Participation tree per competition type
Understand how players participate to competition types depending on their level of activity.
🔍 Selection details
About the data
Hierarchy Configuration
Use the 🔀 Hierarchy dropdown to reorder the tree levels and analyze participation from different perspectives:
- 🏆 Tournament-First (Default): Focus on tournament participation as the primary metric. Shows how tournament players engage with other formats.
- 👥 Interclub-First: Analyze from a club/team perspective. Shows how interclub players engage with individual competitions.
- ❤️ Activity-First: View progression from casual to competitive formats. Useful for member development analysis.
- 🪜 Ladder-Focus: Emphasize regular ladder engagement. Identifies consistent players vs. occasional participants.
- 🏆 Competitive-Focus: Prioritize official competitions (tournaments + interclub) over training formats. Best for federation-level analysis.

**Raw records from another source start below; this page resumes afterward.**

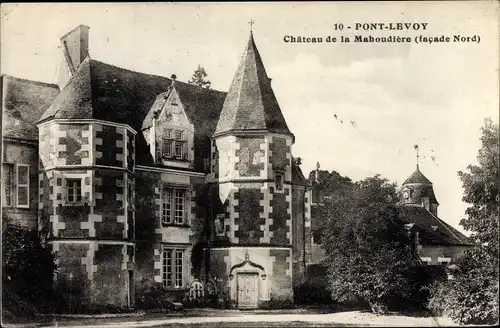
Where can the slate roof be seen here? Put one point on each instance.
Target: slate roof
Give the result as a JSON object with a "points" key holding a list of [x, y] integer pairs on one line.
{"points": [[250, 103], [24, 102], [425, 221], [106, 92], [202, 106], [297, 175], [417, 177]]}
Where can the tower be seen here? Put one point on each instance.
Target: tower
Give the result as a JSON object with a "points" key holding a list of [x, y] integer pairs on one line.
{"points": [[253, 171], [86, 197], [417, 190]]}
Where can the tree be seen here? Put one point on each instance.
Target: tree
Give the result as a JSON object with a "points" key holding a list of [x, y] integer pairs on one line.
{"points": [[369, 255], [27, 270], [482, 190], [198, 78], [471, 296]]}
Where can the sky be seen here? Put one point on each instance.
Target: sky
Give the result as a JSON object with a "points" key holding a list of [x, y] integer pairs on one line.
{"points": [[398, 94]]}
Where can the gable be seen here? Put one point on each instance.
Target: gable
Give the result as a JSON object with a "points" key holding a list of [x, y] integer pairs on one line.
{"points": [[172, 111], [23, 103]]}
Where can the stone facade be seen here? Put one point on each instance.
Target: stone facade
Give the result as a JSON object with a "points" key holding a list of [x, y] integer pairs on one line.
{"points": [[134, 180]]}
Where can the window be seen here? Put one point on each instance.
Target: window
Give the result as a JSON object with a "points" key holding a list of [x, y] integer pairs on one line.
{"points": [[279, 181], [174, 144], [167, 143], [22, 185], [130, 194], [173, 263], [173, 206], [8, 178], [317, 237], [74, 190]]}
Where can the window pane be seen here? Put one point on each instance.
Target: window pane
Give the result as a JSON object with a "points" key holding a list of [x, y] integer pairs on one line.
{"points": [[178, 268], [22, 175], [74, 190], [167, 206], [22, 196], [167, 267], [179, 206], [167, 147], [8, 176]]}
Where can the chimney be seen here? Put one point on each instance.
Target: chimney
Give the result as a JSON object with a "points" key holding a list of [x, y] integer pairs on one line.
{"points": [[75, 46]]}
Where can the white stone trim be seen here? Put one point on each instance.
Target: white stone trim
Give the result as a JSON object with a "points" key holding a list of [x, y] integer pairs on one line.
{"points": [[168, 170], [98, 241], [89, 121]]}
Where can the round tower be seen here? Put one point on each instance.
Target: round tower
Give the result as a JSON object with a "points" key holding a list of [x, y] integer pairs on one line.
{"points": [[86, 181]]}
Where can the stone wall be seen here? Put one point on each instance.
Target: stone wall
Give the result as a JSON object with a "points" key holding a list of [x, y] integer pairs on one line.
{"points": [[21, 153]]}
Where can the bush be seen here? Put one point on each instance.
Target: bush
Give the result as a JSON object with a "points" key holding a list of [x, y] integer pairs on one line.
{"points": [[471, 295], [309, 293], [27, 271], [277, 304]]}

Each configuration maintains all four event types while changing the analysis perspective. The hierarchy determines which participation pattern is shown first, allowing you to focus on the engagement type most relevant to your analysis.
What's included
This matrix shows participation patterns for Swiss national players only across four competition types:
- 👥 Interclub (team competitions between clubs)
- 🏆 Tournament (individual tournaments)
- 🪜 MiniLeague (small group competitions)

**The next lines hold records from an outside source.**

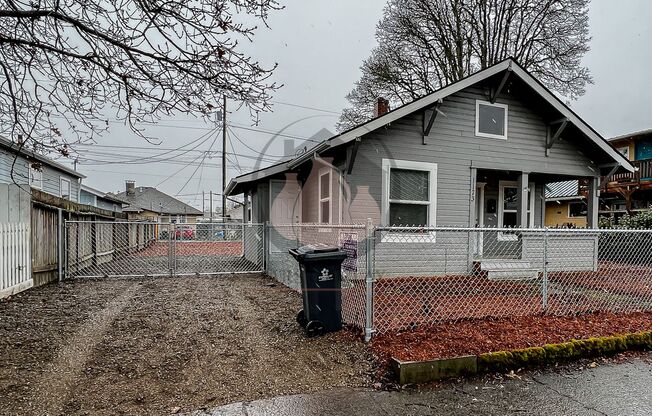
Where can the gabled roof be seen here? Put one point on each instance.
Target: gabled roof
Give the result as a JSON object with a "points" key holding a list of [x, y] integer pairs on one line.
{"points": [[14, 148], [151, 199], [105, 195], [426, 101], [632, 135]]}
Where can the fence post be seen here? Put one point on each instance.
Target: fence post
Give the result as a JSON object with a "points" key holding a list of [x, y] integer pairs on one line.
{"points": [[369, 282], [266, 239], [544, 283], [60, 228]]}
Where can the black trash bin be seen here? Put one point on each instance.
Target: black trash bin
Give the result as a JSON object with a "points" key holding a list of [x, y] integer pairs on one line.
{"points": [[321, 282]]}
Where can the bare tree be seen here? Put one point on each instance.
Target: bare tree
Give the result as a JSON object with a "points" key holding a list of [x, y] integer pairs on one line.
{"points": [[426, 44], [65, 64]]}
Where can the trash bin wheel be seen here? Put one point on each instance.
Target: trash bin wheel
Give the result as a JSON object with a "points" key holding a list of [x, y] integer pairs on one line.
{"points": [[315, 328], [301, 319]]}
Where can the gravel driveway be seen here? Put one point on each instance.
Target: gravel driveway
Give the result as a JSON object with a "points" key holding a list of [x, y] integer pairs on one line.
{"points": [[161, 345]]}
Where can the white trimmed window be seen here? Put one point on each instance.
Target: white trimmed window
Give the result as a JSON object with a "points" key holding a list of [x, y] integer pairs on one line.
{"points": [[624, 150], [409, 194], [35, 177], [490, 120], [325, 196], [64, 186], [508, 207], [577, 209]]}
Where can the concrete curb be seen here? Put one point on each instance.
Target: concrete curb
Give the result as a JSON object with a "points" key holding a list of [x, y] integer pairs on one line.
{"points": [[433, 370]]}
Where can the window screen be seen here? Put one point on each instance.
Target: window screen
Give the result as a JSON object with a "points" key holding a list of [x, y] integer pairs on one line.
{"points": [[577, 209], [408, 185], [409, 198], [491, 119]]}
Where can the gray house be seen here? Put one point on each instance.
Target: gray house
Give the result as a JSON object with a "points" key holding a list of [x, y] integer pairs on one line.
{"points": [[37, 171], [478, 152], [96, 198]]}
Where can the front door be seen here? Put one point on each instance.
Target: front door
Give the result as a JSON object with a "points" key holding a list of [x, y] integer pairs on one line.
{"points": [[285, 210], [477, 239]]}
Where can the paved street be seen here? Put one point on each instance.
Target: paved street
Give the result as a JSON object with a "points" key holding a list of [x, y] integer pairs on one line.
{"points": [[609, 389]]}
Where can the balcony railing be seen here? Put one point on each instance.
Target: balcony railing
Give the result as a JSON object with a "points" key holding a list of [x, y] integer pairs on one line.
{"points": [[642, 174]]}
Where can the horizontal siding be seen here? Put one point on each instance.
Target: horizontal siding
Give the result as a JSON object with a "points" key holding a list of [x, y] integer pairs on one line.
{"points": [[452, 144], [51, 176]]}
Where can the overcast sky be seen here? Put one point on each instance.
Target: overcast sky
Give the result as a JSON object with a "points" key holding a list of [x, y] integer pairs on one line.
{"points": [[319, 47]]}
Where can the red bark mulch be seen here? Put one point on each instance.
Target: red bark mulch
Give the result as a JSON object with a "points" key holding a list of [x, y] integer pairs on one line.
{"points": [[478, 336]]}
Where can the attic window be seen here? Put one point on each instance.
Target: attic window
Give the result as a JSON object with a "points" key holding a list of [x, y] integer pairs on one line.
{"points": [[490, 120]]}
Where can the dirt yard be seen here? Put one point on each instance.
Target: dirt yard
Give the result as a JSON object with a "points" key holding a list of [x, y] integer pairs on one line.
{"points": [[161, 345]]}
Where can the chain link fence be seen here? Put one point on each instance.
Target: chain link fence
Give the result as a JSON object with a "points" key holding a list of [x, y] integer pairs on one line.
{"points": [[394, 278], [113, 249], [427, 276], [351, 238]]}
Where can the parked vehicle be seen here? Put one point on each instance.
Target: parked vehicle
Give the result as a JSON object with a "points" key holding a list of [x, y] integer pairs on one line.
{"points": [[185, 232]]}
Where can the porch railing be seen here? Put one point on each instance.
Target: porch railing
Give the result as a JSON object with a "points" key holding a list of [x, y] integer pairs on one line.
{"points": [[642, 174]]}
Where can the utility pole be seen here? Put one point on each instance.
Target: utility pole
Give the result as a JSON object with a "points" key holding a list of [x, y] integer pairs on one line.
{"points": [[223, 157], [211, 204]]}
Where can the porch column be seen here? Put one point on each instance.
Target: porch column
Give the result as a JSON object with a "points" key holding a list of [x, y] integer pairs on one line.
{"points": [[473, 196], [522, 200], [593, 202]]}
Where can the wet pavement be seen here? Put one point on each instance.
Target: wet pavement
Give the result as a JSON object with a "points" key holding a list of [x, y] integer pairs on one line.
{"points": [[607, 389]]}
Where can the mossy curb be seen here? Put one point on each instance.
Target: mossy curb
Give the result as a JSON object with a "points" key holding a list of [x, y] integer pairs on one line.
{"points": [[566, 351], [433, 370]]}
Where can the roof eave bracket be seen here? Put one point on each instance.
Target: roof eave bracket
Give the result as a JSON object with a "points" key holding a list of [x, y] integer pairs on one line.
{"points": [[552, 139], [353, 154], [431, 120], [503, 81]]}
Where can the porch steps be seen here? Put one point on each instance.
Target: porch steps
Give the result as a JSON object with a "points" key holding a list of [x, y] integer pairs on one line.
{"points": [[507, 269]]}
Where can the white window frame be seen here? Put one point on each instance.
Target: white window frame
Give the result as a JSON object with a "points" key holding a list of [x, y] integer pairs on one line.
{"points": [[478, 133], [501, 207], [61, 182], [576, 216], [33, 173], [624, 150], [329, 199], [431, 168]]}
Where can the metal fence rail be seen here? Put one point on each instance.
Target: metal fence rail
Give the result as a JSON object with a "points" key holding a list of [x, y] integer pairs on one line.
{"points": [[433, 275], [108, 249]]}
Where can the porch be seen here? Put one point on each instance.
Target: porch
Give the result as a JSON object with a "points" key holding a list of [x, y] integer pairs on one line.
{"points": [[504, 200]]}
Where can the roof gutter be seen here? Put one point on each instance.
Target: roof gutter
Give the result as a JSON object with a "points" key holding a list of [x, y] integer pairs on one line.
{"points": [[309, 155]]}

- ❤️ Friendly (friendly matches)
How participation is counted
The counting method differs by competition type:
-
🏆 Tournaments: 1 participation = 1 tournament attended
Example: A player competing in 3 matches at the Swiss Open counts as 1 tournament participation -
👥 Interclub, 🪜 MiniLeague, ❤️ Friendly: 1 participation = 1 match played
Example: A player playing 5 interclub matches counts as 5 interclub participations
This distinction reflects the competitive nature of tournaments (where attending is the key metric) versus regular competitions (where match frequency matters).
What's excluded
- ❌ International players
- ❌ Players with zero participations in the selected period
🏆 How to read the heatmap "Distribution per tournament type"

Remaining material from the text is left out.